The above is a general feature of learning from data: The greatest returns on learning come early on. Each additional observation contributes less and less. So it takes very much effort to progressively reduce our uncertainty. So if your application requires a very precise estimate, be prepared to collect a lot of data. Or to change your approach. (Solution, Week-01, Winter 2019)

R Code 3.88 b: Exercise 3M6-1: How many times will you have to toss the globe to get a \(0.05\) wide interval with \(PI = .99\)? (Tidyverse)

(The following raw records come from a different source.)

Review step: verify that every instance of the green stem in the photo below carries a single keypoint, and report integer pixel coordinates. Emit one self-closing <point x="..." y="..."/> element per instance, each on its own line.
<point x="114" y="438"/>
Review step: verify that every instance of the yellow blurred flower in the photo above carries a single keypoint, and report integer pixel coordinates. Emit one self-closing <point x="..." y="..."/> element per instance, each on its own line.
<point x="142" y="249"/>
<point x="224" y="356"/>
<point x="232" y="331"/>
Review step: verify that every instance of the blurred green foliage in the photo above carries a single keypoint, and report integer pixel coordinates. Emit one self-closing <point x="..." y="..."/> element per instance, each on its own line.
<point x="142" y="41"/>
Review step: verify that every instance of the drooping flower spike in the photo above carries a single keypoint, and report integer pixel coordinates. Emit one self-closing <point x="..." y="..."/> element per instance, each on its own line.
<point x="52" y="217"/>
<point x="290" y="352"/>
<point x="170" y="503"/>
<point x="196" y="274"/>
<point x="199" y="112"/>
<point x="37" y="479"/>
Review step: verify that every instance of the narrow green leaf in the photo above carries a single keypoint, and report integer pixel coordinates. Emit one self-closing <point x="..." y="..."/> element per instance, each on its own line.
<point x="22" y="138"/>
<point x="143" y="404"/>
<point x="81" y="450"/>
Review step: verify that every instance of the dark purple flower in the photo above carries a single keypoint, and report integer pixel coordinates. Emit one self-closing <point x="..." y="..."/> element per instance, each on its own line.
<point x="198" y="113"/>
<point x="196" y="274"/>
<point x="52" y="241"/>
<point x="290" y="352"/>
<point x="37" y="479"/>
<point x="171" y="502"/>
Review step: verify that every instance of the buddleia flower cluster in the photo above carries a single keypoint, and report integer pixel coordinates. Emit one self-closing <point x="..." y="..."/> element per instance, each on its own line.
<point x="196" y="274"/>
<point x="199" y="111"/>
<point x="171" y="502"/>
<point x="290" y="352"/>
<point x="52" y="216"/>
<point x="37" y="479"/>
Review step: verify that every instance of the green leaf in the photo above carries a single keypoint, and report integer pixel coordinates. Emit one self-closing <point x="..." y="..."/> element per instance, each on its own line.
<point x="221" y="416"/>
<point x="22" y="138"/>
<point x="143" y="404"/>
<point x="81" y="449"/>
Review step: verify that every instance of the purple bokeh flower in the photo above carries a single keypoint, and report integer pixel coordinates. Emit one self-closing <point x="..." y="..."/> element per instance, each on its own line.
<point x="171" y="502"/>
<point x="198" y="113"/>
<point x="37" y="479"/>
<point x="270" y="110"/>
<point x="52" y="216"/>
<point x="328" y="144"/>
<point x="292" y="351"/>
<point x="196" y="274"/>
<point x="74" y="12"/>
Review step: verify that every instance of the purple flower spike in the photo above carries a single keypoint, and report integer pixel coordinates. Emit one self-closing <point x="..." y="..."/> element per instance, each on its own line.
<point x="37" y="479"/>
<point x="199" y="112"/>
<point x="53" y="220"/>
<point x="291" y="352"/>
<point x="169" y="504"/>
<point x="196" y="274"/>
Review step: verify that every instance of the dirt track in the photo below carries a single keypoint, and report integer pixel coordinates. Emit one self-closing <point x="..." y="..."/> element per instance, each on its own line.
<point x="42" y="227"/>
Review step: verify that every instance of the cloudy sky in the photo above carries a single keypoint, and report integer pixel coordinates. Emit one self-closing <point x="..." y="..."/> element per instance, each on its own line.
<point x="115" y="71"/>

Because of the slow performance of manipulating whole data frame, I am going to use here just one set.seed() function. This is only to show that we get the same result as in the first loop of R Code 3.86.

Code
pi99_3m6b <- function(N, seed) {
  base::set.seed(seed)
  p_true <-  0.7
  W <- stats::rbinom(1, size = N, prob = p_true)
  df_3m6b <-  tibble::tibble(p_grid_3m6b = 
                            base::seq(from = 0, to = 1, length.out = 1000)) |> 
    dplyr::mutate(prior_3m6b = base::rep(1, 1000),
           likelihood_3m6b = stats::dbinom(W, size = N, prob = p_grid_3m6b),
           posterior_3m6b = likelihood_3m6b * prior_3m6b,
           posterior_std_3m6b = posterior_3m6b / sum(posterior_3m6b))
  
  samples_3m6b <- df_3m6b |> 
    dplyr::slice_sample(n = 1e4,
                        weight_by = posterior_std_3m6b,
                        replace = TRUE)
  
  rethinking::PI(samples_3m6b$p_grid_3m6b, 0.99)
}

tictoc::tic()
N = 1
my_seed = 3 ## just one loop!
s = ''

for (i in 1:length(my_seed)) {
  PI99_3m6b <- pi99_3m6b(N, my_seed[i])
  while (as.numeric(PI99_3m6b[2] - PI99_3m6b[1] > 0.05)) {
    N <- N + 1
    PI99_3m6b <- pi99_3m6b(N, my_seed[i])
  }
  s[i] <- glue::glue('With set.seed({my_seed[i]}) we need to toss the globe {N} times.\n')
  N = 1
}
s
tictoc::toc()
#> [1] "With set.seed(3) we need to toss the globe 2102 times."
#> 35.169 sec elapsed

Compare the execution time of just one set.seed() calculation with four in R Code 3.86. Using data frames turns out about 16(!) times slower the computation with vectors. (Already just one set.seed() computation with tibbles is 4 times slower than the processing time of 4 set.seed() loops with base R vectors.)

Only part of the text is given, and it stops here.